In the last installment of this blog series, we discussed objectives and accuracy in machine learning. And we described two crucial tests for the utility of a machine learning model: The model must be sufficiently accurate and we must be able to deploy the model so that it can produce actionable outputs from the available data. We then introduced a real-world scenario — predicting train failures up to 36 hours in advance of their occurrence using sensor data — to illustrate the application of those tests.
But how did we decide which of the multitude of machine learning algorithms to use to train our model in the first place? To answer this question, we need to revisit the main classes of machine learning algorithms.
As we explained in the second installment of this blog, machine learning algorithms mainly fall into two categories: supervised learning algorithms and unsupervised learning algorithms (for the purposes of simplicity, we will ignore additional categories like semi-supervised learning and reinforcement learning). There are many algorithms available in each of these categories that can be used for either prediction/classification (in the case of supervised learning) or clustering/segmentation (in case of unsupervised learning).
With supervised learning, labeled data from the past is used to train a model that can then be used to predict future, similar events. If the label is a continuous variable (e.g., the revenue of a certain product or the number of products sold) algorithms like regression, special decision trees, random forests or neural networks can be used. If the label is a categorical variable (e.g., true or false), techniques like logistic regression, naïve Bayes classifiers, decision trees or the k-nearest neighbour algorithm are useful.
Unsupervised learning, on the other hand, operates on unlabeled data. Typically, we use unsupervised methods to identify structures and patterns in data that we didn’t know existed before — a process that is often termed “discovery analytics”. If the input data is numerical, the most common set of techniques is cluster analysis. If we are looking at categorical inputs, algorithms like association or affinity analysis can be used, for example, to discover which products are frequently bought in combination with one another in the course of different shopping missions.
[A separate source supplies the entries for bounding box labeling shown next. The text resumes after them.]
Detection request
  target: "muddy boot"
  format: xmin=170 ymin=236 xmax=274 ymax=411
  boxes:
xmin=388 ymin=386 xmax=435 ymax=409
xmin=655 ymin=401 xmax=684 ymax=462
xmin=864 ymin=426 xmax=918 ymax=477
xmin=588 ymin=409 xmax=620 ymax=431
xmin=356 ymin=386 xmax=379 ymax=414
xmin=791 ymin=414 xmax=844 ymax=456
Choose your machine learning algorithm
But how do we decide which of these algorithm is most useful for a given problem? The answer is to start with the problem — or rather with the business question that we want to answer through the application of machine learning. What is it that we want to achieve? And how will we measure the success — or otherwise — of our analysis? Accuracy may be (and often is) one of the important success criteria, but there are many more criteria that are also often important. Are the modeling results stable over time (“robustness”)? How long does it take to build and test the model (“speed”)? Can the model handle growing data volumes (“scalability”)? Is the model using as few parameters as possible (“simplicity”)? How easy are the model results/patterns to understand (“interpretability”)? Etc., etc., etc.
Considering these criteria — and understanding which of them are most important in a particular situation — can go a long way towards helping you select the “best” algorithm with which to go after a particular problem.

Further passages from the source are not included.